Sorry, I had some traumatic flashbacks and my coffee is just kicking in 😂
Alas, tangent done.
Closing Thoughts
I started The King’s Pantry because I wanted to challenge myself to see if I could create a fully functioning dataset from scratch that feels real. Somewhere along the way, it turned into a teaching tool — not just for others, but for me too.
Building this dataset reminded me that data modeling is both art and architecture — creative, detailed, and deeply human.

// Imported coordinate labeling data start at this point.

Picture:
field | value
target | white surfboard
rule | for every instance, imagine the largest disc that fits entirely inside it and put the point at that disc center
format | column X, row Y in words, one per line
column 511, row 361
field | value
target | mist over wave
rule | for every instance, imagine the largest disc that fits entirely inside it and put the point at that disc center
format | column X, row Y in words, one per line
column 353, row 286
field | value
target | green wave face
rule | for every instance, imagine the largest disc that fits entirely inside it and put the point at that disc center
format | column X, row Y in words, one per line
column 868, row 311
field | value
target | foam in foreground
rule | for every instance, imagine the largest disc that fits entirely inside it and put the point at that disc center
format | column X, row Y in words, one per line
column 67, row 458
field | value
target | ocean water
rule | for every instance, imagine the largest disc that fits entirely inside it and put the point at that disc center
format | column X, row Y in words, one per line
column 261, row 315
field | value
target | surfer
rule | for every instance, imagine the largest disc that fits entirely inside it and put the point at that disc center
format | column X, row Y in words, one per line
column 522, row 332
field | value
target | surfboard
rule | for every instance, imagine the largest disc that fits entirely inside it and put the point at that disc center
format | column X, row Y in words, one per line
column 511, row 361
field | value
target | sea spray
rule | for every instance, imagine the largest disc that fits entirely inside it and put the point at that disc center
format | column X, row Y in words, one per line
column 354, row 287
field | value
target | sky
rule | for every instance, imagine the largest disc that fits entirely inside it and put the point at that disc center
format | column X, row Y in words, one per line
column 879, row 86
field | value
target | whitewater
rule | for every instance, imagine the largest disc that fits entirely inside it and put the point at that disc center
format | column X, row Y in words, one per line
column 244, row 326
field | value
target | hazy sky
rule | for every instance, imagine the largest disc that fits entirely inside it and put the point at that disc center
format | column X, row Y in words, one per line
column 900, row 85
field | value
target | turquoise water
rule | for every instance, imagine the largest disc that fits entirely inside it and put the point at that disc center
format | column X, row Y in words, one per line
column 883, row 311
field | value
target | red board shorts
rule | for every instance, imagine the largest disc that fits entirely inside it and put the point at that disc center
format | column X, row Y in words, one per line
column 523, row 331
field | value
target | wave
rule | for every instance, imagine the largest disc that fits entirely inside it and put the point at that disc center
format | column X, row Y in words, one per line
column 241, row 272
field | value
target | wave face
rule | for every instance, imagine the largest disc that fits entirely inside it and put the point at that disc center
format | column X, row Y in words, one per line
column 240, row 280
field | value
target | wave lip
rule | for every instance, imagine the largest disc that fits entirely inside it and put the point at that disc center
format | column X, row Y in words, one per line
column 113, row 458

I also found myself reflecting on the sheer complexity of building even a simulated dataset. Between balancing relationships, crafting believable hierarchies, and maintaining business logic across every table, it gave me a whole new level of respect for the datasets we take for granted — like AdventureWorks or Northwind.
Those projects were built by full teams; The King’s Pantry was built by one analyst — and, well, a very helpful AI wizard 🧙♂️. It reminded me how much thought, iteration, and testing goes into bringing a fictional world to life with data.
I may not have the resources of a Microsoft dev team, but what I do have is the curiosity and creativity to simulate the process, piece by piece. And honestly, I’m proud of that. And it’s so much fun (sorry not sorry for being a nerd)!
one final reflection thought, i promise
If I’ve learned anything from this project, it’s that data modeling can be as personal as it is technical. Every column tells a story, every join reflects a relationship — and somewhere between the tables and constraints, I found pieces of my own journey stitched quietly into the schema.
Until next time,
Ardonna •ᴗ•
author’s note
Hi, I’m Ardonna Cardines — a data analyst and creator of Mercury Musings, where business meets imagination through data. I love blending analytics, design, and storytelling to make learning data modeling and visualization approachable — one creative dataset at a time.